Jathmar began a hot answer, but Shaylar touched his shoulder.

"Wait, Jath," she said softly in Shurkhali. He looked at her, and she grimaced. "I'm the one who let the cat out of the bag," she said. "I didn't mean to, but he's obviously even sharper than we were afraid he was. And, be honest—is what he's saying really all that unreasonable? If you had a prisoner who had the potential ability to communicate—tracelessly, silently—with an enemy, would you give her access to potentially useful information?"

"Well . . ." he began, and she shook her head.

"These people don't have Voices at all, Jath. That means they can't have anything like our Voice Protocols to cover a situation like this. Even if I wanted to tell them how to temporarily disable my Voice, they wouldn't have anyone who could do it!"

"So you want to tell them the truth? All of it?"

"They've obviously already figured out I was the one who got word back to Darcel. That's going to give them a minimum range figure, no matter what. But should we try to exaggerate my range or to minimize it?"

Jathmar thought furiously, trying to keep his expression from showing the depth of his concentration. He wished passionately that they had longer to think about this—or that he'd been smart enough to insist that they think about it in advance. But they hadn't, nor did they dare to hesitate too long before they came up with some sort of answer now. Given what Jasak had said about the difference between lying and simply refusing to divulge information at all, the security offered by the shardon relationship might well disappear if Jasak decided they were lying.

And, he thought unwillingly, Jasak's right about honor obligations cutting both ways. If we're prepared to accept the protection this relationship offers, then we should damned well accept that we're duty-bound to meet our obligations under it. Besides, if we don't, it might just go away completely, and then what happens?

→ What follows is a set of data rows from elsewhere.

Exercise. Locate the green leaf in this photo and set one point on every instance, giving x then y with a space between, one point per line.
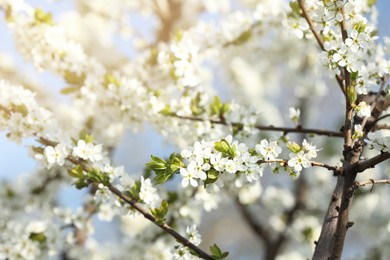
69 90
81 183
161 212
156 164
20 108
196 109
134 191
217 253
243 38
222 146
293 147
76 172
161 178
42 17
74 79
37 149
38 237
352 95
295 9
172 196
166 111
111 79
370 3
213 174
95 175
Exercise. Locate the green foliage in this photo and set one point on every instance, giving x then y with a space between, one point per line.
165 169
243 38
111 79
218 108
88 138
95 175
293 147
20 108
38 237
212 176
360 26
217 253
352 96
172 197
42 18
167 111
224 147
370 3
160 213
83 178
134 191
196 108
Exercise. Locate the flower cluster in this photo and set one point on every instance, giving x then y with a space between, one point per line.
379 141
212 163
300 156
21 115
209 162
347 49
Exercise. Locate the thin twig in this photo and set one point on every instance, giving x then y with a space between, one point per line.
184 241
319 40
336 169
268 128
133 203
371 181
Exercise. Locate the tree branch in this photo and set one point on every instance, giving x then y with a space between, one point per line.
336 169
268 128
371 181
319 40
133 203
184 241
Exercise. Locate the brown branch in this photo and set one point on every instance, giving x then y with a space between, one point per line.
382 127
319 40
370 163
371 181
308 19
133 203
336 169
267 128
184 241
256 227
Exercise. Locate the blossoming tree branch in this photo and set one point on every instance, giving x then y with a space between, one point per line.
277 111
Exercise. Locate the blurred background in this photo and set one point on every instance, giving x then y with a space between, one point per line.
135 149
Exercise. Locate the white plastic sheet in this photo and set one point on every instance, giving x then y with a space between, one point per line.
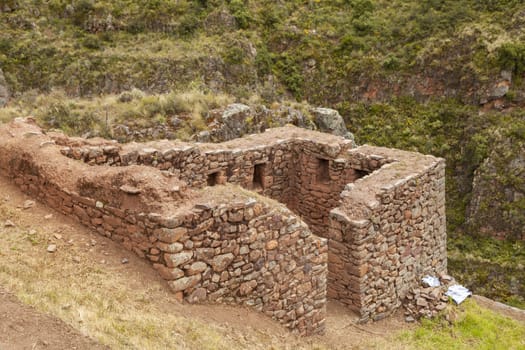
431 281
458 293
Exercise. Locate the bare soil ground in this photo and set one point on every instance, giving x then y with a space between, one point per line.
84 289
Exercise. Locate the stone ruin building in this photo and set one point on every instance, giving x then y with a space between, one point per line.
279 221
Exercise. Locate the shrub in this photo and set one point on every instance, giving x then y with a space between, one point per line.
511 56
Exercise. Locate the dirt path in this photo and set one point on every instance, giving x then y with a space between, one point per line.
22 327
86 277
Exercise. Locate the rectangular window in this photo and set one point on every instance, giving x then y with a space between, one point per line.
258 175
323 170
212 179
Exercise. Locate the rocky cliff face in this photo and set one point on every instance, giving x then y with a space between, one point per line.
497 206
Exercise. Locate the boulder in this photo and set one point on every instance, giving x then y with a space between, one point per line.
330 121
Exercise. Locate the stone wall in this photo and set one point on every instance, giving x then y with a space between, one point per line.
217 245
389 231
380 213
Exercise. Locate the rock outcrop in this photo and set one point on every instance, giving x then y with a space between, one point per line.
330 121
497 205
4 91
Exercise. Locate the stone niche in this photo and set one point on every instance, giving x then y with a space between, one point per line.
278 221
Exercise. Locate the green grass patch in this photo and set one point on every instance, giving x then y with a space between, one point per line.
468 326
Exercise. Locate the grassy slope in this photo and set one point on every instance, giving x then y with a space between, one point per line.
124 307
327 52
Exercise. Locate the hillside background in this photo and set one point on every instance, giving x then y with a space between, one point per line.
444 77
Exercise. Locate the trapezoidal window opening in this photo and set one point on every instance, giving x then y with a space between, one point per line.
259 171
361 173
323 170
212 179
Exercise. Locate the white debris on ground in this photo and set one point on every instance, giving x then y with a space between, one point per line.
458 293
432 297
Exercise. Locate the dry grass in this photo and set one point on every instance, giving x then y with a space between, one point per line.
115 307
127 306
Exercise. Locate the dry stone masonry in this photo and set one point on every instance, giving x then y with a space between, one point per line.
278 221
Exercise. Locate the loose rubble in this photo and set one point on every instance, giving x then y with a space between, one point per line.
425 301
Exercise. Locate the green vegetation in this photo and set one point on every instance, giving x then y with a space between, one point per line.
468 326
419 68
316 50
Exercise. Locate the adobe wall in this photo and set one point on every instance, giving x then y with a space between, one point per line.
380 213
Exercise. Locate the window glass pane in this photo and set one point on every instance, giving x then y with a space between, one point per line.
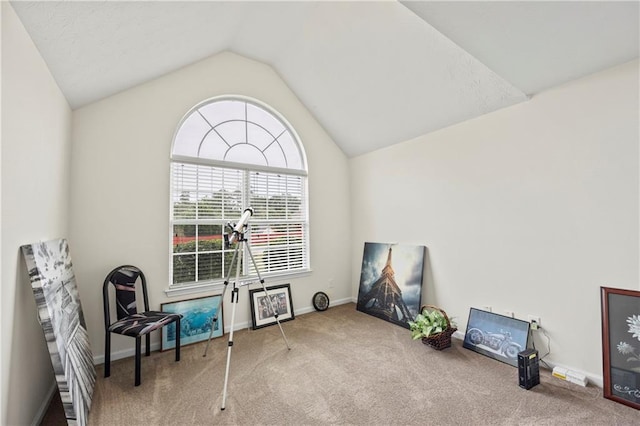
245 153
232 132
209 266
259 137
212 147
205 198
184 238
210 238
184 268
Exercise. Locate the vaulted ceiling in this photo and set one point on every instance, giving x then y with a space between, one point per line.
373 73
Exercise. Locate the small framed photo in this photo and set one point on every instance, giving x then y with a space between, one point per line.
621 345
196 323
261 312
496 336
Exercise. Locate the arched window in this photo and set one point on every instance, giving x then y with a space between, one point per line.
228 154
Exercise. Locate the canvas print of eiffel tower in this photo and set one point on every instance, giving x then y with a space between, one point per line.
391 282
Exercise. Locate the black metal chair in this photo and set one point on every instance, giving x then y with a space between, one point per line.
131 322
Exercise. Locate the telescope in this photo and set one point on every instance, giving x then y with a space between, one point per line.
238 229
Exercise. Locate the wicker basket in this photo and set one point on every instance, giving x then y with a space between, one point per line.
441 340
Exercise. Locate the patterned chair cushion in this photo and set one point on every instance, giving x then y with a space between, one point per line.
142 323
124 281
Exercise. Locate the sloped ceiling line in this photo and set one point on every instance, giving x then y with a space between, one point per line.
373 73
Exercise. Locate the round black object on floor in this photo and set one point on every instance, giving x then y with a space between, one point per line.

"Tell them the truth," he said after a long moment, this time in Andaran.

"All right," Shaylar said in soft Shurkhali, and kissed him lightly on the cheek. Then she looked at Jasak.

"We're well outside my maximum Voice range," she said unflinchingly, admitting that she was the one whose warning to Darcel Kinlafia had brought the savage counterattack down on Jasak's men. She saw his recognition of that fact flicker in his eyes, but he only nodded, and his voice remained calm, almost gentle.

"How great is your range?" he asked. "And what sorts of messages can you send?"

"Range varies with the Voice," she replied. "My range is a bit over eight hundred miles, but even if it were greater than that, no Voice can transmit through a portal. As for messages—" She shrugged. "I can send—could send, if another Voice were in range—any message you could give me. Or, I could link deeply enough with another Voice that he or she could literally see through my eyes, hear through my ears. In that sort of link, the two Voices . . ."

Shaylar Nargra-Kolmayr sat back on the bed in Gadrial Kelbryan's cabin, holding her husband's hand, looking into the eyes of the man whose honor was all that stood between her and a hostile universe's enmity, and willed for him to recognize her honesty as the ship about her carried her towards a lifetime of captivity.